Les peurs se nourrissent de l’ignorance et des préjugés et elles dégénèrent facilement en conflits. L’éducation est leur antidote. Le Saint-Siège promeut une vision intégrale de l’éducation dans laquelle « la culture religieuse et l’affinement de la conscience progressent du même pas que les connaissances scientifiques et le savoir-faire technique, sans cesse en développement ». [10] Éduquer exige toujours le respect intégral de la personne et de sa physionomie naturelle, en évitant d’imposer une vision nouvelle et confuse de l’être humain. Cela implique d’intégrer les voies de la croissance humaine, spirituelle, intellectuelle et professionnelle, permettant à la personne de se libérer des multiples formes d’esclavage et de s’affirmer dans la société de manière libre et responsable. En ce sens, il est inacceptable qu’une partie de la population puisse être exclue de l’éducation, comme c’est le cas pour les femmes afghanes.

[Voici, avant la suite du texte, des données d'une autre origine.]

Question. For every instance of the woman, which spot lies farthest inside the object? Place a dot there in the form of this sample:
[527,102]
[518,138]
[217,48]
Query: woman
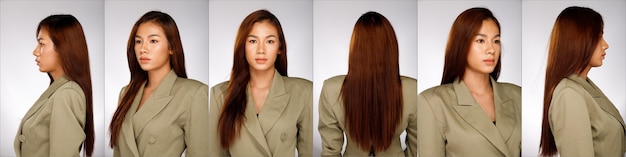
[61,120]
[160,112]
[373,104]
[260,111]
[470,114]
[578,119]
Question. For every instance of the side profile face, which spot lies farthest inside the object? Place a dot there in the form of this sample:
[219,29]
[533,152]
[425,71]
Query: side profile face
[262,47]
[599,53]
[152,47]
[485,49]
[46,55]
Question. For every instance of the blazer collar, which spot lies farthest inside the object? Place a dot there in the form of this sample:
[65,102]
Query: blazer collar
[46,94]
[274,106]
[598,96]
[473,114]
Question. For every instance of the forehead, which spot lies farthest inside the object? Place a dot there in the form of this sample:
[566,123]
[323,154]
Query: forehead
[149,28]
[264,27]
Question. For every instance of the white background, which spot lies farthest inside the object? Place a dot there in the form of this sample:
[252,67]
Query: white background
[435,19]
[333,22]
[538,19]
[192,20]
[21,81]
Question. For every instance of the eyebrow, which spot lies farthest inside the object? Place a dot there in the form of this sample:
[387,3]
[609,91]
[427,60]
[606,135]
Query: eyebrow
[254,36]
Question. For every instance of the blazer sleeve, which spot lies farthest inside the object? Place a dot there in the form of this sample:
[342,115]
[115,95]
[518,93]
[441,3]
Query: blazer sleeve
[411,136]
[328,127]
[570,124]
[305,129]
[66,122]
[430,141]
[197,125]
[215,149]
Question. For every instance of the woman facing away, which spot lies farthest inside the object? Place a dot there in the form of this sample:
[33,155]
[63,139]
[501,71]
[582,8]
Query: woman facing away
[260,111]
[470,113]
[372,104]
[578,119]
[61,120]
[160,111]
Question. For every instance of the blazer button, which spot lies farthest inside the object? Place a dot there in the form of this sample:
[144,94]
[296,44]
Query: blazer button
[22,138]
[283,137]
[152,139]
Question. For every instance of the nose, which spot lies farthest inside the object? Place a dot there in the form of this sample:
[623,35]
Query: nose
[260,49]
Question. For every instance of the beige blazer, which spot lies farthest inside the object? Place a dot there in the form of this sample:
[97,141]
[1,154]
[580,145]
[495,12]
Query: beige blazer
[583,120]
[331,121]
[284,123]
[451,123]
[54,124]
[173,119]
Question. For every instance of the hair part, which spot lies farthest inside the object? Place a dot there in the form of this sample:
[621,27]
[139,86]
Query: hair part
[372,89]
[464,29]
[69,41]
[233,114]
[574,38]
[137,75]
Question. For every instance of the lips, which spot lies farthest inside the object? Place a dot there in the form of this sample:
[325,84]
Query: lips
[144,60]
[490,61]
[260,60]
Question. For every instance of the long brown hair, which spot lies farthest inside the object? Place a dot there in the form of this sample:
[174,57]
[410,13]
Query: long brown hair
[137,75]
[463,31]
[69,41]
[372,90]
[575,35]
[233,113]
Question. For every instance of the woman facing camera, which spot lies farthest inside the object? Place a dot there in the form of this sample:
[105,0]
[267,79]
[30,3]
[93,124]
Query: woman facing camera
[61,120]
[578,119]
[470,113]
[260,111]
[160,111]
[373,104]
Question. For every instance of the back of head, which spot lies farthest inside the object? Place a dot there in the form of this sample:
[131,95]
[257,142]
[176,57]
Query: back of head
[372,91]
[69,41]
[575,35]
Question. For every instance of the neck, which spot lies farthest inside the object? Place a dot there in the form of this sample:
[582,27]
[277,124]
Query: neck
[584,73]
[477,82]
[156,76]
[261,79]
[56,74]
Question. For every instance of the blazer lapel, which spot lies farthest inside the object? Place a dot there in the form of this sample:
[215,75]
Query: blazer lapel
[251,123]
[44,97]
[275,103]
[155,103]
[469,110]
[127,126]
[505,111]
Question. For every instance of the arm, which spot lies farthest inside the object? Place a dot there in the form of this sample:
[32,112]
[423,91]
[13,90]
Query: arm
[215,149]
[305,129]
[197,125]
[570,125]
[430,141]
[328,127]
[67,121]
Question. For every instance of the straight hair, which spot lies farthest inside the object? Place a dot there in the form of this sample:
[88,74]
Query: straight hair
[69,41]
[137,75]
[372,90]
[574,38]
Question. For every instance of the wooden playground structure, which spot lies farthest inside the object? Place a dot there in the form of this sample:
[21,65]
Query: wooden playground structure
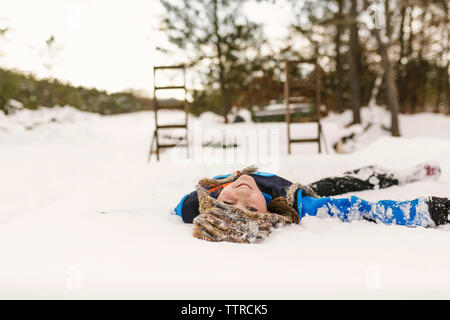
[156,145]
[315,118]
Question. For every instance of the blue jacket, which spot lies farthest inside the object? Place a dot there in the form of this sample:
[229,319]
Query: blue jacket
[410,213]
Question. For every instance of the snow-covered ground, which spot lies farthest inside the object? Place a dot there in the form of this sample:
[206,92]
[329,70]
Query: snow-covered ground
[84,215]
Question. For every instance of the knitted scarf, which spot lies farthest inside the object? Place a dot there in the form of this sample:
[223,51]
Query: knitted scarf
[219,221]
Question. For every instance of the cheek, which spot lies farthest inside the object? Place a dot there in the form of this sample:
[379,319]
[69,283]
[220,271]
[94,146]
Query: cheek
[261,203]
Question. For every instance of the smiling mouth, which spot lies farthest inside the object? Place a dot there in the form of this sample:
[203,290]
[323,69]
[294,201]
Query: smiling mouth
[243,184]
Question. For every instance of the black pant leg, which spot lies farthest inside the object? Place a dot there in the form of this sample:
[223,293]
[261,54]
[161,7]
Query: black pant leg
[365,178]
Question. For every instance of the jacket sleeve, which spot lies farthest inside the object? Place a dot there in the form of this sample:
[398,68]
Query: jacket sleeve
[409,213]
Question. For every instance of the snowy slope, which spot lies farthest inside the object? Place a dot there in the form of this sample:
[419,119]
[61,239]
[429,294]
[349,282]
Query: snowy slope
[83,215]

L’éducation est à la merci d’une crise, exacerbée par les conséquences dévastatrices de la pandémie et par la situation géopolitique inquiétante. En ce sens, le Sommet sur la transformation de l’éducation, convoqué par le Secrétaire général des Nations Unies et qui s’est tenu en septembre dernier à New York, a représenté une occasion unique pour les Gouvernements d’entreprendre des politiques courageuses visant à affronter la « catastrophe éducative » en cours, et de faire des choix concrets pour parvenir à une instruction de qualité pour tous d’ici 2030. Les États doivent avoir le courage d’inverser le rapport déséquilibré et regrettable entre les dépenses publiques d’éducation et les fonds alloués à l’armement !

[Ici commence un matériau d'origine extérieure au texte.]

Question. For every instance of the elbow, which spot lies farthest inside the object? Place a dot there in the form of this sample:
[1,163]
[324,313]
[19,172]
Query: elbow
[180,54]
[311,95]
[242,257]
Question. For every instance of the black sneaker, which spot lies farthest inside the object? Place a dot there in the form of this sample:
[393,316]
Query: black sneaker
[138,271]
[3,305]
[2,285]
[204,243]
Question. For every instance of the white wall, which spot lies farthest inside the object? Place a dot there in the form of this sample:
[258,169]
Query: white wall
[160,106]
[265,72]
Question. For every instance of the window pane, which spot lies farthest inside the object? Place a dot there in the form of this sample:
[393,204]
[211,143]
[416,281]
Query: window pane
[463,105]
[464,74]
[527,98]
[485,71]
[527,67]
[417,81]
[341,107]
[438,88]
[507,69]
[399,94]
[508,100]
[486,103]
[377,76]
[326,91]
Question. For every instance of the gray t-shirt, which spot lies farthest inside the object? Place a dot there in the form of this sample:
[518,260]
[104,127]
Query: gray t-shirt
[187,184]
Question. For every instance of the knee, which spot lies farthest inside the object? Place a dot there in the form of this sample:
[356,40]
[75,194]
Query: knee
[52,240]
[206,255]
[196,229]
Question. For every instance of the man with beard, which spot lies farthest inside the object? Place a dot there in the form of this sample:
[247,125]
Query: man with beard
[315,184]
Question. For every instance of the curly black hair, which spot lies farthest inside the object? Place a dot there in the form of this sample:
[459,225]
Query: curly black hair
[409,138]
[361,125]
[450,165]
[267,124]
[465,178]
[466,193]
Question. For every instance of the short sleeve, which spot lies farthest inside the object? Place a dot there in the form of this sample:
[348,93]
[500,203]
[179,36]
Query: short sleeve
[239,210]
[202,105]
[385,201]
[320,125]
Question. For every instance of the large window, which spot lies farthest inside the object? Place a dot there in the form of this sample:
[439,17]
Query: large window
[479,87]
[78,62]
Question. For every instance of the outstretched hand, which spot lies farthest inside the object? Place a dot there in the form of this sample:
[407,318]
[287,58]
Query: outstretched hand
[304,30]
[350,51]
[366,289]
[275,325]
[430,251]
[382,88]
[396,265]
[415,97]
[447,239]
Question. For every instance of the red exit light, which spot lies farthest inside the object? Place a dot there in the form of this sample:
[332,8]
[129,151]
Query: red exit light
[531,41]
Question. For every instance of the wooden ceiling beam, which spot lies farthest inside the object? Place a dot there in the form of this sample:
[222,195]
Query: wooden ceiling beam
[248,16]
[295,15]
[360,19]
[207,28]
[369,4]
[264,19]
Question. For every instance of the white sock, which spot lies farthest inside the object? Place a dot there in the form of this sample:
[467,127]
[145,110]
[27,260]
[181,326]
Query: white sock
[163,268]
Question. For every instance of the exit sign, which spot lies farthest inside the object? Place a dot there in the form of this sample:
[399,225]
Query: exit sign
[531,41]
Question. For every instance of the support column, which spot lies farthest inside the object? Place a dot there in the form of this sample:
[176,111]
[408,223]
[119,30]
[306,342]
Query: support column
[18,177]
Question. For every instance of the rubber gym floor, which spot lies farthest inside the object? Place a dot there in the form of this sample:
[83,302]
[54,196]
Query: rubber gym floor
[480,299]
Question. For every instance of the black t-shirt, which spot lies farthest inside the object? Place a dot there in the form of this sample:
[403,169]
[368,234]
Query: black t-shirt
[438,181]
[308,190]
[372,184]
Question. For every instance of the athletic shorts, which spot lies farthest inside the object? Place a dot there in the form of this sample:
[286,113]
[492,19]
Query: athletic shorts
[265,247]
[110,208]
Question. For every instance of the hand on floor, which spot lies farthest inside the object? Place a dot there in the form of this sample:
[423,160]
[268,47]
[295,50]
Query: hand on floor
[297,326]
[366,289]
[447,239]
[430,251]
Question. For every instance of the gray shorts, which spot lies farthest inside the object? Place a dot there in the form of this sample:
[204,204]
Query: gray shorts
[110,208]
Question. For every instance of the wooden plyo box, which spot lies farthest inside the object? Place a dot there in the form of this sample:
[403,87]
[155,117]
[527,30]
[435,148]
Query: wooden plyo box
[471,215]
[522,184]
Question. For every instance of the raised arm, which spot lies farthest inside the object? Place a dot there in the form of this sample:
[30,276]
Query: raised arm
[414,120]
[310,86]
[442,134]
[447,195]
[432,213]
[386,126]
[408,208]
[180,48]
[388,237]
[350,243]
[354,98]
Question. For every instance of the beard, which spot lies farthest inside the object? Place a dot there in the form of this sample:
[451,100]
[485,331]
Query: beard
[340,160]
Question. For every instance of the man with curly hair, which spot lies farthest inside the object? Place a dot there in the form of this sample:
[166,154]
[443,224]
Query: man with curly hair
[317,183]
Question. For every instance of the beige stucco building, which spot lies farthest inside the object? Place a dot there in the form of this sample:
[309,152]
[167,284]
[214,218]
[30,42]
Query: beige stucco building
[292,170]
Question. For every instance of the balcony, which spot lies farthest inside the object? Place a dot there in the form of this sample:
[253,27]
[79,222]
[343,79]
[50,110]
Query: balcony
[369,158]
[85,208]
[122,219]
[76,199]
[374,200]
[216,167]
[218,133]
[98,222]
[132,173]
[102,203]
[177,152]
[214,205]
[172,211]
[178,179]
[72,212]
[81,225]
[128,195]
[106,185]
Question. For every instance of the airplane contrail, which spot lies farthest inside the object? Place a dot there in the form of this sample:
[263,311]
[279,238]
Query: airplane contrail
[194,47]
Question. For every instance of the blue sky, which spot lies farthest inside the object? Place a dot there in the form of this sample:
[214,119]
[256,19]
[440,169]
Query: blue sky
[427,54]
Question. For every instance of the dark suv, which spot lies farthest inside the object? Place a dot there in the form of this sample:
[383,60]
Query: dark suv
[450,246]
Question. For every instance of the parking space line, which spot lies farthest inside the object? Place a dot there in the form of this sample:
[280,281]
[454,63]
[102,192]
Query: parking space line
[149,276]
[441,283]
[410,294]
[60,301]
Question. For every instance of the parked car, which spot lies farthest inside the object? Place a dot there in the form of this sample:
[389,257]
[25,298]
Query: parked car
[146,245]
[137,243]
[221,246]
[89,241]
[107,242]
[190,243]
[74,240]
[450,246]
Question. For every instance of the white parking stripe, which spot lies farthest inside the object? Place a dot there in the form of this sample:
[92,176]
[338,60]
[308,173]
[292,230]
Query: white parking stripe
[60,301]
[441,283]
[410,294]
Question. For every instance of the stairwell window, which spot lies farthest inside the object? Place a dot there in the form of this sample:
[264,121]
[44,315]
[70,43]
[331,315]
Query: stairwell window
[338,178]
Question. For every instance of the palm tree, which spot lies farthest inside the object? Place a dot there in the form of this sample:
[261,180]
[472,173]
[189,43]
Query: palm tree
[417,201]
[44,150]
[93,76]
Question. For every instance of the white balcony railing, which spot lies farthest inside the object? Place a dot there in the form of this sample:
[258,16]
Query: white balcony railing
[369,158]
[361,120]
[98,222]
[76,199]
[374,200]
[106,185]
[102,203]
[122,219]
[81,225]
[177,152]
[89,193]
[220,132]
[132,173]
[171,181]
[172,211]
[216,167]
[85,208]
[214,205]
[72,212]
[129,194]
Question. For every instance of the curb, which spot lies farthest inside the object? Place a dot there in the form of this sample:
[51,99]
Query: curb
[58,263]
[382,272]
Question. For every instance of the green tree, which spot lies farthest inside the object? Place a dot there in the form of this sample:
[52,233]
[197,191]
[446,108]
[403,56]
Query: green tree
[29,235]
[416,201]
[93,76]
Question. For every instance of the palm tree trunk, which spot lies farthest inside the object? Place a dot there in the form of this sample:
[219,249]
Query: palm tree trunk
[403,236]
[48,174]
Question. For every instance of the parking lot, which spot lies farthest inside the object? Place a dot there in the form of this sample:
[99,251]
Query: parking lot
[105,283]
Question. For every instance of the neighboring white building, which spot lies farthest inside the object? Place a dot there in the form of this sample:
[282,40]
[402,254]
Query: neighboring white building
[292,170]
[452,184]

La paix exige également que la liberté religieuse soit universellement reconnue. Il est inquiétant que des personnes soient persécutées simplement parce qu’elles professent publiquement leur foi, et qu’il existe de nombreux pays où la liberté de religieuse est limitée. Environ un tiers de la population mondiale vit dans cette situation. Outre l’absence de liberté religieuse, il existe également des persécutions pour motifs religieux. Je ne peux manquer de mentionner, comme le montrent certaines statistiques, le fait qu’un chrétien sur sept est persécuté. À cet égard, j’exprime le souhait que le nouvel Envoyé spécial de l’Union Européenne pour la promotion de la liberté de religion ou de conviction en dehors de l’Union Européenne disposera des ressources et des moyens nécessaires pour remplir son mandat comme il convient.

En même temps, il est bon de ne pas oublier que la violence et les discriminations à l’égard des chrétiens augmentent aussi dans les pays où ils ne sont pas une minorité. La liberté religieuse est également mise en danger lorsque les croyants voient réduite la possibilité d’exprimer leurs convictions dans la sphère de la vie sociale, au nom d’une compréhension erronée de l’inclusion. La liberté religieuse, qui ne peut être réduite à la simple liberté de culte, est l’une des conditions minimales pour vivre de manière digne. Les gouvernements ont le devoir de la protéger, et de garantir à toute personne, conformément au bien commun, la possibilité d’agir selon sa conscience, y compris dans la vie publique et dans l’exercice de sa profession.

La religion est une occasion effective de dialogue et de rencontre entre différents peuples et cultures, comme en témoigne la décision du Parlement du Timor-Est qui a approuvé à l’unanimité le Document sur la Fraternité Humaine que j’ai signé avec le Grand Imam d’Al-Azhar en 2019, en l’incluant dans les programmes des institutions éducatives et culturelles nationales, et, comme j’ai pu le constater personnellement lors de mon voyage au Kazakhstan en septembre dernier à l’occasion de la 7 ème Rencontre des chefs religieux du monde avec lesquels j’ai partagé certaines des préoccupations de notre époque et évoqué la manière dont les religions « ne sont pas [des] problèmes, mais font partie de la solution pour une coexistence plus harmonieuse ». [11] Tout aussi significative a été la visite au Bahreïn où un nouveau pas a été fait sur le chemin entre les croyants chrétiens et musulmans.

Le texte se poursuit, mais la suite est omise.